When the Hunga Tonga-Hunga Ha’apai volcano erupted beneath the Pacific Ocean on January 15, 2022, the blast launched a colossal plume of water to a height of 53 kilometers (33 miles). Using satellite data, researchers have now calculated that the event transferred roughly 146 billion kilograms (322 billion pounds) of water into the stratosphere, where it could remain for up to a decade and contribute to the degradation of the ozone layer.
As tsunamis fanned out across the Pacific following the eruption, the Microwave Limb Sounder (MLS) – which sits aboard NASA’s Aura satellite – immediately got to work observing changes in the sulfur dioxide and water content of the Earth’s atmosphere.
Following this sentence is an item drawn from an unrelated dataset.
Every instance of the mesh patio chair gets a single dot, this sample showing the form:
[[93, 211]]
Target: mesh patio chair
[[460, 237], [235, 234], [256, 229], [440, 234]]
Having now analyzed this data, the authors of a new study in the journal Geophysical Research Letters report that the amount of sulfur dioxide released was roughly comparable to that of previous eruptions, but that the quantity of water ejected was “unprecedented in both magnitude (far exceeding any previous values in the 17-year MLS record) and altitude (penetrating into the mesosphere).”
“This is not surprising since the Hunga Tonga-Hunga Ha'apai caldera was formerly situated 150 meters [492 feet] below sea level,” they add. When you also consider that the eruption was the most powerful of the 21st century, you start to get a picture of just how much seawater was blown sky high. Overall, the researchers estimate that the event increased the total water content of the stratosphere by about 10 percent.
Usually, large volcanic eruptions have a cooling effect on the planet as the sulfur compounds they eject reflect sunlight away from the Earth’s atmosphere. Water, on the other hand, absorbs the Sun’s energy, which means that such a massive increase in stratospheric water content could exacerbate global warming.
Furthermore, the study authors explain how water molecules reacting with oxygen atoms in the atmosphere could lead to an increase in hydroxide, which may then contribute to ozone depletion via a process known as the hydroxyl radical cycle.
To make matters worse, the researchers expect the sulfur dioxide released by the eruption to dissipate within two to three years, but say that the water plume could hang around in the atmosphere for “five to 10 years”. In other words, the warming effect of the water vapor is likely to outlast the cooling impact of the eruption.
As a result, the authors conclude that Hunga Tonga-Hunga Ha'apai “may be the first volcanic eruption observed to impact climate not through surface cooling caused by volcanic sulfate aerosols, but rather through surface warming caused by excess H2O radiative forcing.”